For the second consecutive year, charitable organization Star of Hope booked Miller Park for a Green Bay Packers game to be aired on the giant video board. Last year, 1,400 Packers fans bought tickets for the event featuring a tailgate-style buffet meal. They watch the game from fixed seating.

Sportservice plans to push non-game-day functions internationally when refurbished Wembley Stadium opens in London in late 2005 or early 2006, said John Fernbach, group president of contract services for Delaware North Cos.

"The whole business plan is to augment event days, because only 26 of 365 days will be used for English football and rugby," Fernbach said. "But we can take that venue with its two clubs, one with room for 1,250 and a larger one for 1,650, and turn them into spectacular settings for conferences and other intimate gatherings."

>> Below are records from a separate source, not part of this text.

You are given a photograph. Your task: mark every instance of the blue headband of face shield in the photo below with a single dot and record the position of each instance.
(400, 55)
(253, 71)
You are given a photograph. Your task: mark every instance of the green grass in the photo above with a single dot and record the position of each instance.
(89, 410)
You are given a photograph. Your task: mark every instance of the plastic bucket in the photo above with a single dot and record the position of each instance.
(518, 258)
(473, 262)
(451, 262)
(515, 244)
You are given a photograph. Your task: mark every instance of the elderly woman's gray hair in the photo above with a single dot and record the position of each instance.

Centerplate senior vice president Doug Drewes said it is difficult for him to quantify non-event business, but said, "There is a much higher focus on that segment now, especially if you're not able to maintain profit margins. To offset the shrinking bottom line, you have to grow the top line. The proliferation of new buildings and nice club areas has us and our clients looking for ways to do that. The newer facilities are approaching it like any convention center does with catering. It's just good business; you get more revenue in the building."

Dan Smith, another Centerplate vice president based in New York/New Jersey, said Yankee Stadium is among the list of older facilities aiming to join its more modern counterparts with non-event business. "We've had several corporate picnics on the field," he said. "The problem is that because the ballpark was built in 1923, we don't have large, expansive space. We have to sell nostalgia — and it sells well."

Andy Lansing, recently promoted to chief executive officer of Levy Restaurants, said the special event side of concessions has always been a priority at Levy. "We're not a Johnny-come-lately. Growing up as a restaurateur, event sales were a major part of our business, maximizing space to attract private groups served by professional sales managers," he said.

"Stadiums and arenas are no different. With a limited number of games, you have this spectacular space, so what better way to use it than for non-event dates. You can't beat the setting. It's a natural. We've done tons of weddings and bar mitzvahs at U.S. Cellular Field in Chicago. If you have a child involved in sports, there is no cooler place to be."